Am frühen Morgen hatte die Polizei-Spezialeinheit "Berkut" gewaltsam eine Kundgebung für einen EU-Kurs der Ex-Sowjetrepublik aufgelöst und 35 Menschen vorübergehend festgenommen. Dutzende wurden verletzt. Janukowitsch hatte sich zuvor unter dem Druck Russlands geweigert, ein Partnerschaftsabkommen mit der EU zu unterzeichnen.

Janukowitsch fordert Untersuchung

"Ich verurteile die Handlungen, die zu gewaltsamer Konfrontation und Verletzungen geführt haben", sagte Janukowitsch am Abend einer Mitteilung der Präsidialkanzlei zufolge. Er forderte eine unabhängige Untersuchung und eine Bestrafung der Schuldigen. Auch Regierungschef Nikolai Asarow kritisierte die Sicherheitskräfte. Mehrere Abgeordnete der regierenden Partei der Regionen erklärten ihren Rücktritt aus der Fraktion.

Die EU-Außenbeauftragte Catherine Ashton und der für Nachbarschaftspolitik zuständige EU-Kommissar Stefan Füle kritisierten den "ungerechtfertigten Einsatz von Gewalt". Die Demonstranten hätten lediglich "in starker und beispielloser Weise ihre Unterstützung für die politische Assoziierung und wirtschaftliche Integration der Ukraine mit der EU bekundet", hieß es in einer Erklärung. Das US-Außenministerium rief die Ukraine auf, die Meinungs- und Versammlungsfreiheit ihrer Bürger zu schützen.

Polizei kontert

Die Polizei betonte hingegen, Beamte seien mit Flaschen und Mülleimern beworfen worden. Dabei seien zwölf Einsatzkräfte verletzt worden. Polizeichef Waleri Korjak verteidigte seine Leute, sie seien provoziert worden. Er bot aber indirekt seinen Rücktritt an.

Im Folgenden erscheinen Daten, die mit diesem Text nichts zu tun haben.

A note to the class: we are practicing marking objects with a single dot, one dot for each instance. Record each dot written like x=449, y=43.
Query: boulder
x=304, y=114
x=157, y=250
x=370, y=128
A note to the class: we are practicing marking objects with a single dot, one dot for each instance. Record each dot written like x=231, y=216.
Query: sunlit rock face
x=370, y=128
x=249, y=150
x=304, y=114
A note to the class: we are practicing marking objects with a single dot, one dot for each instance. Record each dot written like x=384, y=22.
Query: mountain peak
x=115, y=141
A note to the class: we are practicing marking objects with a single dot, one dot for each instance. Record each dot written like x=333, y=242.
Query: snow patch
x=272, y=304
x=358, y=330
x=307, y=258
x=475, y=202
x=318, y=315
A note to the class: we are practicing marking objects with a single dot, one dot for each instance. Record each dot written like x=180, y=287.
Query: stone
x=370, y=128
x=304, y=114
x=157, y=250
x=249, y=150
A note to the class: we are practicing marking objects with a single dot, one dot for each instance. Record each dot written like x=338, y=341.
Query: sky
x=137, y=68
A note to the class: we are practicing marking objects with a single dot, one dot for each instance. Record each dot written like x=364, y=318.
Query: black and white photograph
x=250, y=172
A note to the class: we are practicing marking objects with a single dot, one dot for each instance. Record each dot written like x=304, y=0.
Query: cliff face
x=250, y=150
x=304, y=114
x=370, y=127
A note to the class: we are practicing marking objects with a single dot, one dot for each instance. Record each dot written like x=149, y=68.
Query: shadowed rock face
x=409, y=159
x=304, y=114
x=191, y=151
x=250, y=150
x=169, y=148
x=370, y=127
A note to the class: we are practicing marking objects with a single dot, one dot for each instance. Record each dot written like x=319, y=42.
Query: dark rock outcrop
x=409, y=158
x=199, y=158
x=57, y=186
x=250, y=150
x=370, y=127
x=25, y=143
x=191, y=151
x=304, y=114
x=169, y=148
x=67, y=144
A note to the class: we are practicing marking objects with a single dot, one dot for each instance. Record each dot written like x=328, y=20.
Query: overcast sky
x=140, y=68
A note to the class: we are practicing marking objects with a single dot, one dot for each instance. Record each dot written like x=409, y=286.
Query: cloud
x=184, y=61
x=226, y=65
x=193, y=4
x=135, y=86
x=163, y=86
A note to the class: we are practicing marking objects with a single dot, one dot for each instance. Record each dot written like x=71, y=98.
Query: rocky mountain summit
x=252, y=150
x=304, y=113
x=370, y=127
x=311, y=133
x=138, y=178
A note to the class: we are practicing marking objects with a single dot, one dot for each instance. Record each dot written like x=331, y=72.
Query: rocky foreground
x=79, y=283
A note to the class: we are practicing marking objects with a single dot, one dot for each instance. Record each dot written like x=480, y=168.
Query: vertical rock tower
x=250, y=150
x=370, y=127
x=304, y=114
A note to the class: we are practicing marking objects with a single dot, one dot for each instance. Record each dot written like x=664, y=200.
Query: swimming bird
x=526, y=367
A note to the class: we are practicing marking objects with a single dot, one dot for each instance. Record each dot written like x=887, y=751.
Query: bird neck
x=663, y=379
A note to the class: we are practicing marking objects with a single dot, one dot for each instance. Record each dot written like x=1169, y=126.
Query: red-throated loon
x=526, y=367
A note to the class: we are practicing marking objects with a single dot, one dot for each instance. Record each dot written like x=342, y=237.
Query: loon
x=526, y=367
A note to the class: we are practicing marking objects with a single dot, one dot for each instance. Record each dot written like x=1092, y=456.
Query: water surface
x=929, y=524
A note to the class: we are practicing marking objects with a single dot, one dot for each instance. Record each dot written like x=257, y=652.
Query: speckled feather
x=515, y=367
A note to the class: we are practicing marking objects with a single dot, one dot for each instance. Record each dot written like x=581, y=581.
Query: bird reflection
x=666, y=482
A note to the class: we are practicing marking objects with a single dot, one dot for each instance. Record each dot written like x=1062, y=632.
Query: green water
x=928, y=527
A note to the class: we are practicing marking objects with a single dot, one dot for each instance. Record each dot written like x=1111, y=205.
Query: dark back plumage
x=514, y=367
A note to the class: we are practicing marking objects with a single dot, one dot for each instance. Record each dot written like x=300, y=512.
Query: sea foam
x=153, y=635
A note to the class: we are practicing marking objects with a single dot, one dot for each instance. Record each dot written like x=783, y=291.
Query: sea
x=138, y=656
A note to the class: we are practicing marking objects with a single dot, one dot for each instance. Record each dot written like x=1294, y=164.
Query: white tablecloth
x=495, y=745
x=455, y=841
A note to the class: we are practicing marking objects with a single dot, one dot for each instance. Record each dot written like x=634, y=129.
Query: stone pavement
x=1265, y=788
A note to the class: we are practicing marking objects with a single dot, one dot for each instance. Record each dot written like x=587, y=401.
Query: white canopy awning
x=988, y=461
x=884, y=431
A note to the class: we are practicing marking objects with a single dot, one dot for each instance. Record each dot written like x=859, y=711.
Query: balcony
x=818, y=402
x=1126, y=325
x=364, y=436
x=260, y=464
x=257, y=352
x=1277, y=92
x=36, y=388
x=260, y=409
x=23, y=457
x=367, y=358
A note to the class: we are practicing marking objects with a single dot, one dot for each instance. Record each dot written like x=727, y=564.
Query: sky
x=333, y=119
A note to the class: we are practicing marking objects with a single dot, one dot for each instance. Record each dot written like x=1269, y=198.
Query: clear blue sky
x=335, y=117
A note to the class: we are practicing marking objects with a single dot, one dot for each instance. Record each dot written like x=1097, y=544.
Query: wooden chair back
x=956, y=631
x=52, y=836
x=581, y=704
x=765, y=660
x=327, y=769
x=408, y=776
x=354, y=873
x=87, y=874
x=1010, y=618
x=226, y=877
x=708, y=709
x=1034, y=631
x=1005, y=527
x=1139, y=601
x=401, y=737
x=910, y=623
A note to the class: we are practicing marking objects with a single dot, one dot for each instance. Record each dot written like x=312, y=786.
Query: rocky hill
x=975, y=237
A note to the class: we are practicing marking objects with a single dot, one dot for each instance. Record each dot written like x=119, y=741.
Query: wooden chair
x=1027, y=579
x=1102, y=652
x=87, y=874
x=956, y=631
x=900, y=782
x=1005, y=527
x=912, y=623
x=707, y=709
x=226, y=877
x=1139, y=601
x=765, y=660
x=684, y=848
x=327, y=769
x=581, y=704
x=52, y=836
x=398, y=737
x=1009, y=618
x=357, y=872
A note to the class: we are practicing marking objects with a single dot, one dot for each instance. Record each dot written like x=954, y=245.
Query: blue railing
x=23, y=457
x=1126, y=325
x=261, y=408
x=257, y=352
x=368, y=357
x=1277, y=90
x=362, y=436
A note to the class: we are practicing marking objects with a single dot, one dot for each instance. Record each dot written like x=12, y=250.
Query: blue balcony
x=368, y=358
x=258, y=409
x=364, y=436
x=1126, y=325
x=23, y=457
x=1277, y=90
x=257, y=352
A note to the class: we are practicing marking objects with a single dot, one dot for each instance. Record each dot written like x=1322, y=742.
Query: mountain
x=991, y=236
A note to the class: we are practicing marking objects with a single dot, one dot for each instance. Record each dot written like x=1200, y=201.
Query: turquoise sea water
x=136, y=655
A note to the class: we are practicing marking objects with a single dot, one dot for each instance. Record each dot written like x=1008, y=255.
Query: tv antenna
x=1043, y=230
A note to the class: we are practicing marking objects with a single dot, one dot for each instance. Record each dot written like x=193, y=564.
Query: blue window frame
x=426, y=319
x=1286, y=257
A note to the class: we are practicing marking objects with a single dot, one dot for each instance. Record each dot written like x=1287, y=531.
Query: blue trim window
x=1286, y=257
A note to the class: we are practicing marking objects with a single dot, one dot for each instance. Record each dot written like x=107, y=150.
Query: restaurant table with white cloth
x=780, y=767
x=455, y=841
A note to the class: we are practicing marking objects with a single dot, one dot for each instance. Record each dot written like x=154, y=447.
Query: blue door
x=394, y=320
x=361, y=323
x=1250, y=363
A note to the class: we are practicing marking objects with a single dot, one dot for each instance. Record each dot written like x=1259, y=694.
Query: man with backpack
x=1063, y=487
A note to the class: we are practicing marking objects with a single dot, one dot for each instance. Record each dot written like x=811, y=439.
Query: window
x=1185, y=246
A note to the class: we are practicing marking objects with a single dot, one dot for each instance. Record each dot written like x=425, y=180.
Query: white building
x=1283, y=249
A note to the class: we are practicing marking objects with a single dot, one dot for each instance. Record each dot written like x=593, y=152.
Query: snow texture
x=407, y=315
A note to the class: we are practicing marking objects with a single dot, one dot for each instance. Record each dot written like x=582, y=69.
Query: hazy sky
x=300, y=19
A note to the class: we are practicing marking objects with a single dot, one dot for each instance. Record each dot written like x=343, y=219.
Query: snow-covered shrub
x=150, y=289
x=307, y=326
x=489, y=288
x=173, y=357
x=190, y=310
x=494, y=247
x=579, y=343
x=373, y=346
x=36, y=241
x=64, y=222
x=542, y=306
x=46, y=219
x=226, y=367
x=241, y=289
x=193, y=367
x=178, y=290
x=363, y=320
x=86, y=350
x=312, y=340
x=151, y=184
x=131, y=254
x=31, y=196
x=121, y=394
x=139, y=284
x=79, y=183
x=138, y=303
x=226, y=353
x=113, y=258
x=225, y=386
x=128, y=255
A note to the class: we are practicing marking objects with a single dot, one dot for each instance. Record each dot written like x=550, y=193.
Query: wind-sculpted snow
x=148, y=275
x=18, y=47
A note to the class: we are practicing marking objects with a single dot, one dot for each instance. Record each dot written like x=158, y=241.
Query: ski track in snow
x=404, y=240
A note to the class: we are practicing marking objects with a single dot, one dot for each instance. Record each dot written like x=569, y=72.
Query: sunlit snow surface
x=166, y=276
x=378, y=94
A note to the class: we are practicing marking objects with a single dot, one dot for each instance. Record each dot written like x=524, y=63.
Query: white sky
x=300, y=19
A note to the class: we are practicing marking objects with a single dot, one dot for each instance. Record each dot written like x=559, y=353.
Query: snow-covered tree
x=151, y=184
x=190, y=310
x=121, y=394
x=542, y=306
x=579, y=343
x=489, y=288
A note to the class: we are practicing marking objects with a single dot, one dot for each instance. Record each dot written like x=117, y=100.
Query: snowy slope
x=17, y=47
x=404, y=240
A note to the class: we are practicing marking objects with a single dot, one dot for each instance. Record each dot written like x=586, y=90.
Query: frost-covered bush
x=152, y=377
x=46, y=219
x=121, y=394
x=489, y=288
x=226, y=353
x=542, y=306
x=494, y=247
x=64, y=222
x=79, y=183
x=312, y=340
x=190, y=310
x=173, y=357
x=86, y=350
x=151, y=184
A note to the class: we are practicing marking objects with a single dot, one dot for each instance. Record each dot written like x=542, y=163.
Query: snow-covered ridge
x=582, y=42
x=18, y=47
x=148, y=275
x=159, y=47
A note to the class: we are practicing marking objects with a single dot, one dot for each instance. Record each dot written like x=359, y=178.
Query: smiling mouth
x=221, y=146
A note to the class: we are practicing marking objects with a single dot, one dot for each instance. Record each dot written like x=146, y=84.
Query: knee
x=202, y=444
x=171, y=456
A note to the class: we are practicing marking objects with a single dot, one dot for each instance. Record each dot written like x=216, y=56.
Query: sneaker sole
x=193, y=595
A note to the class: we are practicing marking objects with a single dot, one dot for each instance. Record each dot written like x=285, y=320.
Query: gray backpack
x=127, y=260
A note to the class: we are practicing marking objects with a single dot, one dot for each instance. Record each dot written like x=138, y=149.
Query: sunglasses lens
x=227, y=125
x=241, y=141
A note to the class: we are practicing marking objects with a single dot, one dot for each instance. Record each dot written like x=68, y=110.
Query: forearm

Proteste auch außerhalb Kiews

Auch in der westukrainischen Großstadt Lwiw (Lemberg) protestierten erneut etwa 10.000 Menschen gegen die Regierung. Bürgermeister Andrej Sadowy warnte die Behörden davor, die Proteste aufzulösen. "Sonst geht in Lwiw die ganze Stadt auf die Straße", sagte Sadowy. In der russischsprachigen Millionenstadt Charkow im Osten demonstrierten unterdessen Tausende EU-Gegner.

Die Ukraine hatte am Freitag auf dem EU-Gipfel zur Östlichen Partnerschaft in Vilnius eine engere Zusammenarbeit und freien Handel mit der EU vereinbaren sollen. Nachdem Russland dem Nachbarland mit Handelssanktionen gedroht hatte, legte Kiew das Assoziierungsabkommen jedoch kurzfristig auf Eis. Der zweitgrößte Flächenstaat Europas ist in der Frage einer Annäherung an die EU tief gespalten.